――中国の対日戦略と、自立を失った日本の対中外交――
はじめに:メディアの矮小化された報道への異議
戦時中に日本へ強制連行されたとする中国人被害者の遺族ら50人が、日本企業6社を相手取り、損害賠償や謝罪広告を求める訴状を中国・河北省の裁判所に提起した。
日本の大手メディアは、原告支援者が「高市総理の台湾に関する答弁に危機感を抱えた」と語った点ばかりを切り取り、目先の政権に対する牽制や一時的な外交圧力という極めて矮小化された構図で報じている。しかし、司法が共産党指導部の統制下にある国において、この種の訴訟を単なる「個別政権へのリアクション」と片付けるのは、あまりに表層的な見方に過ぎない。
https://www.youtube.com/watch?v=4QTmLetJxsQ
1.民間訴訟の仮面を被った中国の「長期法律戦」
この裁判の本質は、折に触れて歴史カードを切ることで対日交渉力を握り続け、自国の「法律戦(心理戦・世論戦を含む三戦)」を着実に前進させるという長期的な対日国家戦略の一環である。
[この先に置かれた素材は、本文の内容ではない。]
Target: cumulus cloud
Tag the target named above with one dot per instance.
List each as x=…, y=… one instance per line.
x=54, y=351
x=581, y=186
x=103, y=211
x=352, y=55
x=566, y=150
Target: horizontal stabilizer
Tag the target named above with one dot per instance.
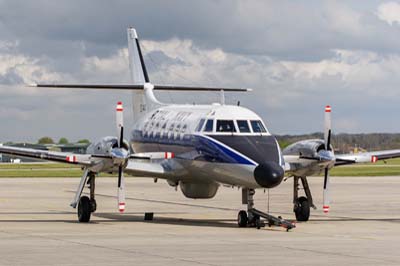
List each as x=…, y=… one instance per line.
x=138, y=87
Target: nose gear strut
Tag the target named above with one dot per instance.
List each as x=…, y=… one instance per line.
x=252, y=218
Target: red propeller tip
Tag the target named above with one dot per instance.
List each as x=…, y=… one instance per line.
x=121, y=207
x=328, y=109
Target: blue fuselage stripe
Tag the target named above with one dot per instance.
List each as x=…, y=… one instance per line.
x=190, y=146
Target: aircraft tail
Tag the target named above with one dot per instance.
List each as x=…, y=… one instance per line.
x=143, y=100
x=143, y=91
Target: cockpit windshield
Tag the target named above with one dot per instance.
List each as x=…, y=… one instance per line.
x=209, y=126
x=257, y=126
x=225, y=126
x=243, y=126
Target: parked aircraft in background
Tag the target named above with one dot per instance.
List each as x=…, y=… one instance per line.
x=198, y=148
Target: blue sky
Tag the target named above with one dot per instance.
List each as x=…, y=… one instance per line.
x=298, y=56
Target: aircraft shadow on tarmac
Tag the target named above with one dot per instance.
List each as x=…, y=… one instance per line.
x=138, y=217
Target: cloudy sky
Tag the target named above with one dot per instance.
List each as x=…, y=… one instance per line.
x=298, y=56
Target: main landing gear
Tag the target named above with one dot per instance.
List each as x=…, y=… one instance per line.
x=86, y=205
x=252, y=218
x=301, y=205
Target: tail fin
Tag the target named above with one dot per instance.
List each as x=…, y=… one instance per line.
x=139, y=76
x=136, y=63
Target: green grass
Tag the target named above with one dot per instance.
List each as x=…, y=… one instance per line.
x=37, y=166
x=390, y=168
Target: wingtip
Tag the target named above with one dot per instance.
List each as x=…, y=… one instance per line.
x=132, y=32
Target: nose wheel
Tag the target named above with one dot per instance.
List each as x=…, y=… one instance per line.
x=302, y=205
x=242, y=218
x=86, y=205
x=252, y=218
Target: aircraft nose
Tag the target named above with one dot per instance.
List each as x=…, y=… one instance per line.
x=269, y=174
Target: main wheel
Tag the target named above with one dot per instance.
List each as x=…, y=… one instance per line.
x=84, y=209
x=302, y=209
x=93, y=205
x=242, y=218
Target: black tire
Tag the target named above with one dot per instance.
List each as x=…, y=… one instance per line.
x=242, y=219
x=258, y=223
x=148, y=216
x=84, y=209
x=93, y=205
x=302, y=210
政権批判はその発火点として利用された口実にすぎない。
日本政府は、1972年の日中共同声明によって賠償問題は国家間・個人を問わず「解決済み」との立場をとる。(補足参照)しかし中国側は、「国家の請求権を放棄しただけで個人の私権は消滅していない」という独自の解釈を保持し続け、自国の都合の良いタイミングでいつでも日本企業や日本政府を法廷闘争の標的にできる余地を残している。
そして1978年には、両国の法的基礎となる「日中平和友好条約」が日本の国会で承認・批准され正式に発効したが、その本文に「賠償」の直接の文言は置かれず、前文で「共同声明の諸原則の遵守」を確認するにとどめられた。
なぜ主権国家間の最上位の法規範において、これほど致命的な曖昧さが放置されたのか。その根底には、日本側の致命的な認識の甘さがある。日本の官僚や政治家たちは、日米間の条約や様々な取り決めを、あくまで「日米」あるいは「日中」という個別の二国間関係の枠内でしか捉えてこなかった。
しかし、グローバルな覇権を握る米国にとって、日本は東アジア全域での覇権維持における単なる「利用対象」に過ぎない。米国は常に、日本と周辺他国とを古典的な「分割統治(Divide and Rule)」の原則の中で捉え、対立の芽を残すことで従属を強要してきたのである。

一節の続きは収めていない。